Segundo ele, em 1º de março, a Platts, que é parte da S&P Global, considerou o prêmio no Brasil para embarque em abril a 5 dólares por tonelada curta sobre o contrato para maio na Bolsa de Chicago.
"A título de comparação, os atuais prêmios spot no 'cargo market' (mercado de carga) de Up River, na Argentina, estão acima de 20 dólares por tonelada curta sobre os futuros em Chicago, provavelmente refletindo a safra menor e a lentidão nas vendas de produtores locais de soja", disse o especialista.
Interno x externo
O diretor da Caramuru acredita que um incremento na demanda internacional pelo farelo brasileiro virá, mas a capacidade de processamento do país tem uma certa estabilidade, o que não abre espaço para grandes aumentos de produção que poderia trazer alívio para consumidores no Brasil.

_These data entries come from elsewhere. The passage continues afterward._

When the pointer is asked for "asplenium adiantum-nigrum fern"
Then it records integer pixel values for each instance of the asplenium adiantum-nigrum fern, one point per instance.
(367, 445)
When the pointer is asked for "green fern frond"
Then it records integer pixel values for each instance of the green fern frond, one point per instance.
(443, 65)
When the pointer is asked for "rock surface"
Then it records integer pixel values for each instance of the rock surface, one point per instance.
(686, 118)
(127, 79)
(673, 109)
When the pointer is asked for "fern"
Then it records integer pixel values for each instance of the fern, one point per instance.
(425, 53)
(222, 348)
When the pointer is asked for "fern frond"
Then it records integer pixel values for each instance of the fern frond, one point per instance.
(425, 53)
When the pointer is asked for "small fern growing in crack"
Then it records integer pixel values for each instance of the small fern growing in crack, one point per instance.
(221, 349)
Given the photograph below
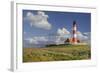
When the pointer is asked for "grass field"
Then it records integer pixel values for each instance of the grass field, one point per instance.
(57, 53)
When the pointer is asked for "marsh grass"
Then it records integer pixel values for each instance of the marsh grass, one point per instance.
(57, 53)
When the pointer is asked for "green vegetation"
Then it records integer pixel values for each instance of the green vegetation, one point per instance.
(57, 53)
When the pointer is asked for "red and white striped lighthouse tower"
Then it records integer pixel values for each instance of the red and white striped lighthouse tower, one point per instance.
(74, 33)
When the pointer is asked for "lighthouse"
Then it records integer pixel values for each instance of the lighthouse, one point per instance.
(74, 33)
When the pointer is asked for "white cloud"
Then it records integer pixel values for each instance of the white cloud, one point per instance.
(38, 20)
(81, 36)
(62, 31)
(31, 41)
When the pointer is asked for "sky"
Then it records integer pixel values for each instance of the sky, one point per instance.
(41, 27)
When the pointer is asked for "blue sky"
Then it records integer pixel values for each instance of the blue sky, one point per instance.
(48, 23)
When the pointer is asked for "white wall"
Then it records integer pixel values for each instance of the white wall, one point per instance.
(5, 36)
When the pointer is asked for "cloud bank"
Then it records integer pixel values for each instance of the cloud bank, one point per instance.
(38, 20)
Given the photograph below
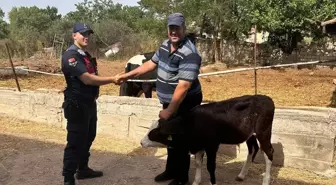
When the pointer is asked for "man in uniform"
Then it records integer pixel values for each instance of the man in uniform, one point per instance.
(80, 109)
(178, 89)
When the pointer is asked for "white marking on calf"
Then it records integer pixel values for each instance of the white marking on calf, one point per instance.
(146, 142)
(137, 60)
(267, 177)
(246, 166)
(199, 161)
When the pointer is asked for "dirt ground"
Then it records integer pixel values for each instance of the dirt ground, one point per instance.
(31, 154)
(288, 87)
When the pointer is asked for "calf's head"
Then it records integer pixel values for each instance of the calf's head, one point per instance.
(159, 134)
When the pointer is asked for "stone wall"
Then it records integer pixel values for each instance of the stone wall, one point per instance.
(303, 137)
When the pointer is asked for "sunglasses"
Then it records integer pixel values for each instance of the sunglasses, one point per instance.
(86, 34)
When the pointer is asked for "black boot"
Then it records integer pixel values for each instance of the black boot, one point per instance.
(69, 180)
(88, 173)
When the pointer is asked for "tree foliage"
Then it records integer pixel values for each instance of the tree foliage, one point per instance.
(287, 21)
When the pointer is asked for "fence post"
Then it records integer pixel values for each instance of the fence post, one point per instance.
(255, 59)
(11, 62)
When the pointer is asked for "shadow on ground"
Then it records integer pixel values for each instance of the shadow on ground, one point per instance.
(30, 162)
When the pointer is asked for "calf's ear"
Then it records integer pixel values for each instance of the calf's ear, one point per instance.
(174, 126)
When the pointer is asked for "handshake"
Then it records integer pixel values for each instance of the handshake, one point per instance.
(119, 78)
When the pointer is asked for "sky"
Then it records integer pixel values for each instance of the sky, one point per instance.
(63, 6)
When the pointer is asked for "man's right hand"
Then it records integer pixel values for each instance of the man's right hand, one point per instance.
(120, 78)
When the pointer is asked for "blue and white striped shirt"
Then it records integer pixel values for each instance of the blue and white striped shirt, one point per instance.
(182, 64)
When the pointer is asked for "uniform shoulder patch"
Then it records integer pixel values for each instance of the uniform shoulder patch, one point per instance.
(72, 62)
(80, 51)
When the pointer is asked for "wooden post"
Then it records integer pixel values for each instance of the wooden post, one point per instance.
(255, 59)
(11, 62)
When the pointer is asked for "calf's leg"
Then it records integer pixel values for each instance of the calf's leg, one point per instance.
(265, 144)
(199, 161)
(253, 148)
(211, 163)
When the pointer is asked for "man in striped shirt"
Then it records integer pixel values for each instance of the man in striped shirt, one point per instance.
(178, 89)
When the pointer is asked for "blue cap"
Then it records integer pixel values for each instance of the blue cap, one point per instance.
(82, 28)
(176, 19)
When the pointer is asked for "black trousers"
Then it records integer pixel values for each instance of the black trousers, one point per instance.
(178, 160)
(81, 132)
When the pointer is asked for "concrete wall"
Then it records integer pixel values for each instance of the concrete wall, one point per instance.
(303, 137)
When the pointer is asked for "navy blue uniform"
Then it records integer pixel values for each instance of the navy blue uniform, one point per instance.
(80, 109)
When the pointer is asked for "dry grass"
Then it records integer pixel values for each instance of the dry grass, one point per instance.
(289, 87)
(41, 132)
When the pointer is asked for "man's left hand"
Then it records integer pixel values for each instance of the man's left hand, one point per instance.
(165, 114)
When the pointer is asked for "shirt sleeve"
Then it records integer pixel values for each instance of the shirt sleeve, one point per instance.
(189, 67)
(73, 65)
(155, 57)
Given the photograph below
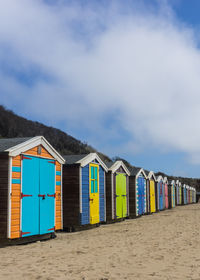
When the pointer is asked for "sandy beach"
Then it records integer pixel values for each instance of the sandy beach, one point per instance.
(165, 245)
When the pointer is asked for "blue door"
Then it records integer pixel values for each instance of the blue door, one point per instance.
(38, 196)
(161, 193)
(47, 196)
(29, 197)
(141, 196)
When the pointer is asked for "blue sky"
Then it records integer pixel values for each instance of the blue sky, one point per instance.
(122, 76)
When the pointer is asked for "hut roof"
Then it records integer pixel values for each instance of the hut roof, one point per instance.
(84, 160)
(134, 171)
(109, 163)
(114, 166)
(17, 146)
(7, 143)
(71, 159)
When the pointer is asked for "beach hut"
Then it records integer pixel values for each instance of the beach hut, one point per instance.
(165, 182)
(151, 181)
(180, 193)
(194, 195)
(184, 194)
(171, 194)
(147, 193)
(117, 191)
(187, 193)
(84, 201)
(190, 194)
(30, 189)
(160, 193)
(177, 192)
(137, 192)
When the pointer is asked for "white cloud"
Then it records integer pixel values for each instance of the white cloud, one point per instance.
(144, 66)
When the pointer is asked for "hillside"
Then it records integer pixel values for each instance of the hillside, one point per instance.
(12, 125)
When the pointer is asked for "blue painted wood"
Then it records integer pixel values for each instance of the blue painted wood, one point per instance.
(16, 169)
(101, 194)
(161, 194)
(85, 215)
(16, 181)
(38, 214)
(47, 204)
(30, 205)
(141, 195)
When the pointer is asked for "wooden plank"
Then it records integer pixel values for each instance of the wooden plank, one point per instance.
(15, 223)
(15, 235)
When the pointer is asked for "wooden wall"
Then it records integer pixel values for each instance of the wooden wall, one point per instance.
(109, 196)
(16, 191)
(132, 198)
(3, 194)
(71, 199)
(58, 214)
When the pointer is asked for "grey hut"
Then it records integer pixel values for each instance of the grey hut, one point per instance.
(117, 191)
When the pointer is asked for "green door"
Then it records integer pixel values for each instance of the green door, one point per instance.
(121, 196)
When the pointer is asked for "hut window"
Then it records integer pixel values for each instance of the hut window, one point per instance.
(94, 179)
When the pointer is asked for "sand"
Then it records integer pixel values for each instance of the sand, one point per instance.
(164, 245)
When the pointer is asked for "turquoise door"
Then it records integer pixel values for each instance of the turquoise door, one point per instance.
(38, 196)
(29, 197)
(47, 196)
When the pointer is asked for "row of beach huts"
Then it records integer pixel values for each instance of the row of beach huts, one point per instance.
(42, 192)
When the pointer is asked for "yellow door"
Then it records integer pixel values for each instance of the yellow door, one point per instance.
(152, 197)
(94, 193)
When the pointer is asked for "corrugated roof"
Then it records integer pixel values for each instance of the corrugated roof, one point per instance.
(134, 170)
(71, 159)
(6, 143)
(108, 163)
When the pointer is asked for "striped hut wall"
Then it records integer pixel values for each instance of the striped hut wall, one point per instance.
(15, 197)
(58, 214)
(101, 194)
(16, 191)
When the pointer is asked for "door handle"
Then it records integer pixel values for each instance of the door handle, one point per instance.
(42, 195)
(51, 195)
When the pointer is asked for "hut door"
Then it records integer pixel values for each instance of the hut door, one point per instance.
(29, 197)
(94, 194)
(47, 195)
(38, 195)
(166, 196)
(160, 196)
(121, 198)
(141, 196)
(152, 197)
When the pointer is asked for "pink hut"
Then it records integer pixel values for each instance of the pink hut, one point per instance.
(165, 182)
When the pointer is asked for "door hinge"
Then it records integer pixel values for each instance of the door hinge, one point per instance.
(25, 195)
(24, 233)
(25, 157)
(52, 195)
(53, 228)
(53, 162)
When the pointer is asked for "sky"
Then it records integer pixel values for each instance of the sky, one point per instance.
(121, 75)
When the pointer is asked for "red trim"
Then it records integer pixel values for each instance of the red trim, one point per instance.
(25, 195)
(25, 157)
(24, 233)
(54, 228)
(53, 162)
(42, 195)
(52, 195)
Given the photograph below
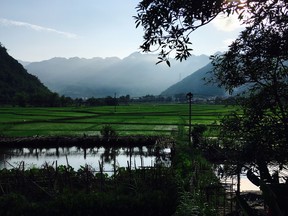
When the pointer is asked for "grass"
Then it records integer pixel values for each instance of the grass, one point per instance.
(142, 119)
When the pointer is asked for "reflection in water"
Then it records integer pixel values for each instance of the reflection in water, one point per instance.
(77, 157)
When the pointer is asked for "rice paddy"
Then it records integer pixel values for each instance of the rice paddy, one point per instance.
(135, 119)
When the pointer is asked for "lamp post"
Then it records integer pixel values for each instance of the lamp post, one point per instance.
(189, 96)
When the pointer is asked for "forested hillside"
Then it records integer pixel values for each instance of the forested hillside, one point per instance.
(18, 87)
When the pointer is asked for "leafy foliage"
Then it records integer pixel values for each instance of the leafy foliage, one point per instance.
(168, 24)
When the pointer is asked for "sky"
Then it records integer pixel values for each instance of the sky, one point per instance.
(36, 30)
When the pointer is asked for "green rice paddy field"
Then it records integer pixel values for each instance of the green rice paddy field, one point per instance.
(142, 119)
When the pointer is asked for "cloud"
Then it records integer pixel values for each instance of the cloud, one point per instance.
(7, 22)
(226, 24)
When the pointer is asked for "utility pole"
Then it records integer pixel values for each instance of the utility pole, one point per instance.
(115, 102)
(189, 96)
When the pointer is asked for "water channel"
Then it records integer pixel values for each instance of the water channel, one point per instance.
(94, 157)
(76, 157)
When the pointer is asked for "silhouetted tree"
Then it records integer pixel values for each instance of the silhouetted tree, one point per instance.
(257, 60)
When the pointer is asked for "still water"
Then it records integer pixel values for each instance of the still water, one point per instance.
(77, 157)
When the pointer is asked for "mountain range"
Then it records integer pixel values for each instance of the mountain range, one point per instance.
(17, 86)
(195, 83)
(136, 75)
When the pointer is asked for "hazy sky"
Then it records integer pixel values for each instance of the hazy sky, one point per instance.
(35, 30)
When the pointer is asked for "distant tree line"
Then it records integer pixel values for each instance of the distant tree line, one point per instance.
(23, 99)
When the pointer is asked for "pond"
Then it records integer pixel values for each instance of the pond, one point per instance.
(76, 157)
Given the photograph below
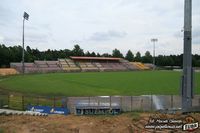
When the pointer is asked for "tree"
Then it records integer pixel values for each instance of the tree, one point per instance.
(77, 51)
(129, 56)
(117, 53)
(137, 57)
(87, 53)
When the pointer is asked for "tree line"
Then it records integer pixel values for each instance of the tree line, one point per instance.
(14, 54)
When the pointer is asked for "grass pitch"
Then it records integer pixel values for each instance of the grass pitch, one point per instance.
(98, 83)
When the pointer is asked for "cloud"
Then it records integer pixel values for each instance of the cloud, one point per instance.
(107, 24)
(105, 36)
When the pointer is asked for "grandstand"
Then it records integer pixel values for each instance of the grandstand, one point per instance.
(80, 64)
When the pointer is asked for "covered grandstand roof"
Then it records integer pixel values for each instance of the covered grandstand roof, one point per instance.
(93, 58)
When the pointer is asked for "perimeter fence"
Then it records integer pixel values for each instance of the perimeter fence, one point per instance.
(126, 103)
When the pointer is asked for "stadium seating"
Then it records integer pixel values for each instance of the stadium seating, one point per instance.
(140, 66)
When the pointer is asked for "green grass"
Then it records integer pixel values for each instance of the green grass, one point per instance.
(94, 84)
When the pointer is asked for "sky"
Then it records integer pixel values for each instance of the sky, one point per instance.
(99, 25)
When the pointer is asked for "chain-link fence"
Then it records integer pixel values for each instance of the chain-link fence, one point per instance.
(126, 103)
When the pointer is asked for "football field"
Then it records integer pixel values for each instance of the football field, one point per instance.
(97, 83)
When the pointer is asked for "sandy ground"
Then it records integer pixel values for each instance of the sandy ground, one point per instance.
(124, 123)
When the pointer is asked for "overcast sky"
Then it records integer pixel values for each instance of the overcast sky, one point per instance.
(99, 25)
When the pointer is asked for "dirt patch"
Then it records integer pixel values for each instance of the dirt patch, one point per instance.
(124, 123)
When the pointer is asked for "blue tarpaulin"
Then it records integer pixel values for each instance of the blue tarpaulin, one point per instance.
(48, 109)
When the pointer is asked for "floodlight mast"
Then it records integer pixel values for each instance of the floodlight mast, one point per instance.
(154, 40)
(25, 16)
(187, 77)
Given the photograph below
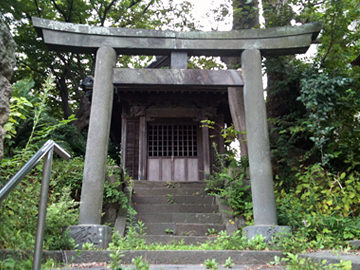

"Nós, Caramuru, olhamos mercado interno e exportação. Nosso mercado de carnes do Brasil está bem aquecido. Vai ter mais demanda? Com certeza vai", comentou.
"Vai acontecer uma briga entre o mercado doméstico e exportação", completou sobre a demanda por farelo de soja, que também é um dos principais componentes da indústria de carnes, como ração animal.
Segundo a associação nacional da óleos vegetais Abiove, que representa as tradings, a produção de farelo de soja no Brasil está estimada em 40,2 milhões de toneladas para 2023, com exportações de 20 milhões e consumo interno de 18,1 milhões.
No caso da Caramuru, Sousa disse que a empresa costuma trabalhar com muitos contratos de longo prazo no fornecimento de farelo. Segundo ele, nesta época do ano passado, os preços subiram muito em função da guerra na Ucrânia que impulsionou todas as commodities e os compradores chegaram a arrefecer.
Agora, ele contou que os fluxos de contratos estão mais ativos, em parte, por um retorno destes compradores e também pela relação com o cenário de baixa oferta na Argentina.
"Se a gente tivesse condição de ampliar o esmagamento, faríamos."
"Outro indicador que a gente pode falar que ainda não ocorreu, mas que vai ocorrer são os embarques de complementos, chamados de 'top off'", afirmou.
Trata-se de carregamentos para exportação iniciados na Argentina, mas que podem não conseguir completar o navio com farelo e venham ao Brasil para complementar a carga antes de seguir para o destino de embarque.
"Então, espera-se que esse 'top off' vá aumentar essa operação esse ano", frisou.